Avi Tenenbaum: I think the first thing is to get airlines entrenched into cybersecurity procedures because once we get in we can identify the threat and suggest mitigation. But there is a deployment process for an airline to even figure out that there is a cyber issue and that they need to take care of it. It’s beyond a project, it’s a mindset, and I would like to see some major airlines adopting it. 

This industry is usually a follower. When one major airline adopts something then others will as well. I can already see major aviation organisations, such as IATA and the ICAO, ramping up their capabilities around cyber knowledge. So we are definitely at a demarcation point in the industry where people understand the need for cybersecurity, which is a major difference from two years ago when we started.

We had a problem finding who to talk to at an airline because, while IT guys were dealing with IT when we asked about IT on the aircraft they would say “Go to flight operations, this is their responsibility”.  

I want to make sure that every aircraft has a sticker saying ‘Cyviation certified’.

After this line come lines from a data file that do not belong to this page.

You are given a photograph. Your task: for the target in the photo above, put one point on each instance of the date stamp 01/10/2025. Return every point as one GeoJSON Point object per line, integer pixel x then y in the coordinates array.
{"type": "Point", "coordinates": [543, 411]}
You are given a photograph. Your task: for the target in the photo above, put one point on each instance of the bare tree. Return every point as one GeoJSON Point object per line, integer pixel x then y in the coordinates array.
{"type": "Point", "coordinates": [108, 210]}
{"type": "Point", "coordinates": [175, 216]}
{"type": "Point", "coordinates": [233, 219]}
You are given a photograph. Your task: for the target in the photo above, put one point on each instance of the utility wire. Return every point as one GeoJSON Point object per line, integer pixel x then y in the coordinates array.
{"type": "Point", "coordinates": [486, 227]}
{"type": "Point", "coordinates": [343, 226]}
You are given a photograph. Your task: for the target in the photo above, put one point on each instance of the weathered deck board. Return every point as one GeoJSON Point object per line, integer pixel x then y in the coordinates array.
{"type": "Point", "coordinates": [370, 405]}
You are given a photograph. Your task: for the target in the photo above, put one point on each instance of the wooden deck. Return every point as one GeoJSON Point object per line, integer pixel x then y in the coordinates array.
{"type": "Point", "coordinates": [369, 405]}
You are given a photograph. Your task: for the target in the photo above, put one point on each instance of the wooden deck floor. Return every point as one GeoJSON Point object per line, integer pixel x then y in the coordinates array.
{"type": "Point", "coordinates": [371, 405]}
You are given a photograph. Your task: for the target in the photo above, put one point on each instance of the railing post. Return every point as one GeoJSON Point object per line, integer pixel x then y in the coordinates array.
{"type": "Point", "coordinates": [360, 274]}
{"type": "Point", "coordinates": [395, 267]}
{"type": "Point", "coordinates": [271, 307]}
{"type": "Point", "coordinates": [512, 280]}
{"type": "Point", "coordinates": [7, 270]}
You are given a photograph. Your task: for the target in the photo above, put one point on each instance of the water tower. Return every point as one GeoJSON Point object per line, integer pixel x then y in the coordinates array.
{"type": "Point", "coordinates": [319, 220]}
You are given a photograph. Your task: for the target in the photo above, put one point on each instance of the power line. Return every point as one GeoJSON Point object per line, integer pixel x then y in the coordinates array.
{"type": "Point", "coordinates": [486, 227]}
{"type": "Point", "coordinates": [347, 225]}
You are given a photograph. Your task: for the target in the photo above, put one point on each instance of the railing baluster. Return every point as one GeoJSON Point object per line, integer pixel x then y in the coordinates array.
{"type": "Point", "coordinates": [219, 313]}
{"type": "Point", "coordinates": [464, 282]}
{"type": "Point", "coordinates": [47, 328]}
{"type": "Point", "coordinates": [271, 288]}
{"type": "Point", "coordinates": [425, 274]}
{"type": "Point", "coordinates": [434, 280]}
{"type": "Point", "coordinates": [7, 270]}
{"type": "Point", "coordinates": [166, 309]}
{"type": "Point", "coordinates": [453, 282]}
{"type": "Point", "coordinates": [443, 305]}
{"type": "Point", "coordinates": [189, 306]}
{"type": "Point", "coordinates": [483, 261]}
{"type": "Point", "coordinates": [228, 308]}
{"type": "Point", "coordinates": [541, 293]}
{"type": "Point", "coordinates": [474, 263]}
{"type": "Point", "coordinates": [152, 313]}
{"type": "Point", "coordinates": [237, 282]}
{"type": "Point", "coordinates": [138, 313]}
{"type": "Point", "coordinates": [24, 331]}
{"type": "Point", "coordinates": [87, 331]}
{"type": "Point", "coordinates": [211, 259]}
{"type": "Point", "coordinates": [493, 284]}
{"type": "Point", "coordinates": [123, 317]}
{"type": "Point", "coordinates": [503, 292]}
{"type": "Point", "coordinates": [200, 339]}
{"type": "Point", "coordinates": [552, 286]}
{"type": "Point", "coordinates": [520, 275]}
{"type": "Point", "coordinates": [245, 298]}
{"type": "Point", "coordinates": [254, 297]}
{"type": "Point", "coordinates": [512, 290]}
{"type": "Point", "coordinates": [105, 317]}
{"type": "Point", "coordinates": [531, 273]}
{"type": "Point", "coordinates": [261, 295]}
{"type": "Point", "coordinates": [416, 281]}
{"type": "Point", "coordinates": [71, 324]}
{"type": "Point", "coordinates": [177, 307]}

We now see chief information security officers approaching us to talk about cyber, and understanding what they need and what to look for, so I see good progress. Hopefully, it will be the airlines and the MRO companies that will see the need to uplift their services, and eventually the OEMs.

A friend of mine at the FAA said that the OEMs will need to do development with cyber-by-design because it’s very difficult to try and secure a platform where all the devices did not have cyber in mind when they were planned. Cyber-by-design is one of the key elements for the future when we are talking about connected aviation, or fly-by-wire, which is part of all of the new aircraft coming out to factories today. 

I want to make sure that every aircraft has a sticker saying ‘Cyviation certified’, then I will know that I left my fingerprint on the industry.

Noah Bovenizer: How many airlines are using Cyviation’s aviation cybersecurity products already?

Avi Tenenbaum: Not many yet, this industry is working rather slowly. We were established only two and a half years ago, and we got to the commercial stage about six to nine months ago. Since then, we have been heavily engaged with many airlines and operators, but nothing that I can share right now. Not until those relationships become more mature, and airlines are willing to open up and share that information around.